When Alexey went to change his clothes, he noticed his skin was tanned, but still had no idea of the gravity of the situation. Before going home that day, he stopped by the shop to buy bread.

The explosion at reactor four of the Chernobyl nuclear power plant released radiation levels 200 times greater than the Hiroshima and Nagasaki atomic bombs, causing at least 4,000 deaths, leaving 40 percent of European territory contaminated, and leading to the evacuation of up to 400,000 people.

The damaged reactor was covered by a concrete structure known as the sarcophagus, which still contains highly radioactive nuclear fuel and which will be replaced soon by a newer construction.

Most of those working at the plant and their relatives lived in Pripyat, a town of 50,000 people which, being a kilometre away from Chernobyl, had to be permanently evacuated.

Twenty-five years after, Alexey is walking the streets of Pripyat looking for Lenin street, where his long-time friend Konstantin Rudya, a former Chernobyl engineer, used to live with his wife and daughter. With him is Konstantin’s daughter Alina, who now studies photography in Berlin and returns to the city she was evacuated from in her mother’s arms.

Konstantin passed away five years ago from a sudden and ruthless cancer to the spine which doctors could never truly explain. He was 47. In little over a month, he went from feeling a pain in the back to being unable to move his torso which, according to those who moved him around on his last days, produced a chilling noise of broken glass. His autopsy revealed part of the spine had turned into calcified sponge, while the rest of the bone had literally disappeared.

Alina, who at the time studied in Budapest, says: “It was only then that I realised what Chernobyl means.”

Pripyat is being slowly devoured by an indifferent and aggressive vegetation, with trees growing even on the inside of buildings. What had once been a futuristic city filled with promising youngsters has turned into a poignant monument to the extinct soviet civilisation.

Alina looks anxiously for her father’s apartment. She goes past the rusty mailboxes and the semi-open doors of the elevator to take the steps. She enters one apartment after the other, taking care not to step on the rotten wooden floor which threatens to collapse after years of water infiltration.

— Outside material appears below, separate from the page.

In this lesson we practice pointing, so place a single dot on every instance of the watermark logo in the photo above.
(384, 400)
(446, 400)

There are no familiar objects in the many empty apartments: pillagers have over the years emptied Pripyat of its treasures. But Alina knows she is home when, on the curb of a window of the fourth floor, she sees herself as baby smile in an old portrait purposefully left there by her father.

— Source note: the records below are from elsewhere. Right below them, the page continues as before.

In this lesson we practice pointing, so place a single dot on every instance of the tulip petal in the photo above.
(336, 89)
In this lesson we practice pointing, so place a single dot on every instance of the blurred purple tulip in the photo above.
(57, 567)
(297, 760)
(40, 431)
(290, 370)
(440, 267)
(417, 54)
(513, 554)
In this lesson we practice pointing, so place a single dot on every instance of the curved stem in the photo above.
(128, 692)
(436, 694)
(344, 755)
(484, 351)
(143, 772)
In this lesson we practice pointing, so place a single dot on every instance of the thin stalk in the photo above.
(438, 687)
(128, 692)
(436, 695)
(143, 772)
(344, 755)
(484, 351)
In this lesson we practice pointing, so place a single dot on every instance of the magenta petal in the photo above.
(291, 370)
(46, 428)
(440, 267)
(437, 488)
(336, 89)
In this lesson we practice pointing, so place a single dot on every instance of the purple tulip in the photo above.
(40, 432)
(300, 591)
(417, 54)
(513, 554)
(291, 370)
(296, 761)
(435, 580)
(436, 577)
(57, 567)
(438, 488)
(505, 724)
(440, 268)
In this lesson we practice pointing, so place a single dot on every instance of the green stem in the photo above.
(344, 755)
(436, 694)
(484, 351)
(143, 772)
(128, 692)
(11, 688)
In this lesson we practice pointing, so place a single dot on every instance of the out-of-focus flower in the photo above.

Her mother Marina refuses to return to Pripyat, but she still remembers the surreal days that followed the accident. Konstantin came home, had the windows closed and gave iodine to both her and Alina. While everyone in Pripyat knew something had gone wrong, that day there were still people swimming in the nearby river.

Soviet authorities had ordered the closure of all communication lines. There was no way to make telephone calls or to take transportation in or out of Pripyat, until loudspeakers announced the forceful evacuation of the city, 36 hours after the explosion at reactor four. “I had friends who packed just a small suitcase for a week, I never imagined we would never return,” Marina told IPS.

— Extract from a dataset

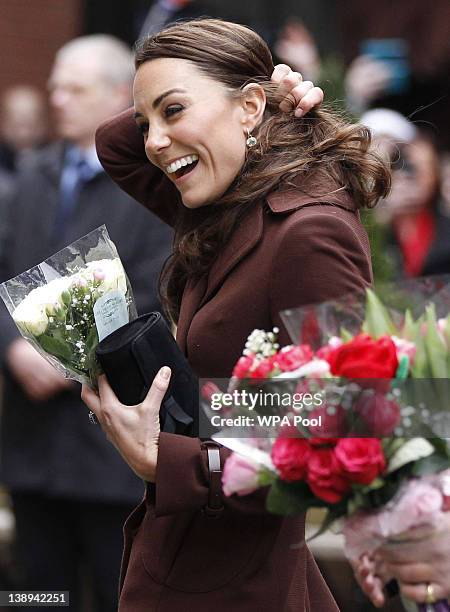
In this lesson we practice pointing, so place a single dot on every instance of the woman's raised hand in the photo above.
(134, 430)
(291, 85)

Marina prefers not to think about the risk she and her daughter still face after having been exposed to potentially lethal doses of radiation: “Those who thought about death all the time died first,” she says. Both Marina and Alina were told to undergo yearly medical tests. Alina confesses she avoids them out of fear.

The suffering of the Rudya family has not shaken their belief in nuclear energy, shared by the majority of Ukraine’s population and by its government, which plans to build 22 new nuclear reactors until 2030.

In Marina’s apartment in Kiev hang countless pictures of the deceased husband, posing inside the Chernobyl nuclear plant with a smile. Konstantin got many offers from abroad, but always chose to stay in Ukraine to work in Chernobyl in a job that involved frequent incursions into the deadly sarcophagus.

“He never thought of leaving Ukraine, he was a patriot, he wanted to stay in Kiev, that’s why he kept working in Chernobyl,” Marina told IPS.